Local AI Image Generation on an AMD Mini PC: ComfyUI + Z-Image Turbo

Posted
July 11, 2026
By
Jacob Lloyd — written with AI assistance, post-project
Read time
7 min read

In plain terms: How I set up my small AMD computer to create AI-generated images at home — about 27 seconds per picture, with no subscription and no per-image fee. The guide walks through the setup so it starts automatically and just works. It proves you don't need an expensive cloud service or a specific graphics card brand to make AI art.

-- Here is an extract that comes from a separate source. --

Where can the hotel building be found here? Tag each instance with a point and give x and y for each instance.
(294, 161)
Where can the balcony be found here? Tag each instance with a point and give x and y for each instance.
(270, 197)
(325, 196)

My mini PC turns a text prompt into a finished 1024×1024 image in about 27 seconds: no cloud account, no per-image charge, no queue behind a thousand other people's prompts. And it's an AMD chip most people assume can't do this at all.

TL;DR

  • What it is: ComfyUI + Z-Image Turbo, generating images entirely on local hardware — OpenAI and Midjourney are nowhere in the loop.
  • What it costs: $0 per image, however many you make. There isn't even an account to sign up for.
  • What you need: an AMD APU or GPU with real VRAM (mine has 64GB), a Linux box, and one session of ROCm setup pain. Once.
  • What you end up with: ~27 seconds per 1024×1024 image, an always-on systemd service, and a one-line command to batch-generate images headless.

What you end up with

The setup talk can wait. Day to day, I open a browser tab or fire it off from a terminal. Either way:

MetricValue
Resolution1024×1024
Steps / CFG8 steps, CFG 1.0
Warm generation time~27s (measured range: 26.5–30.4s)
Cold start (first image after boot)~43.5s while ~20GB of weights load

The real use case on this box isn't art for art's sake. It's a script that batch-generates avatar variations for a chatbot project: 222 PNGs in the output folder and counting. Boring, reliable infrastructure, which is exactly what you want from something you built for fun and then started depending on.

The hardware

This is a 128GB unified-memory box: an AMD Ryzen AI Max+ 395 ("Strix Halo") with a Radeon 8060S iGPU on the same package as the CPU. No discrete GPU anywhere.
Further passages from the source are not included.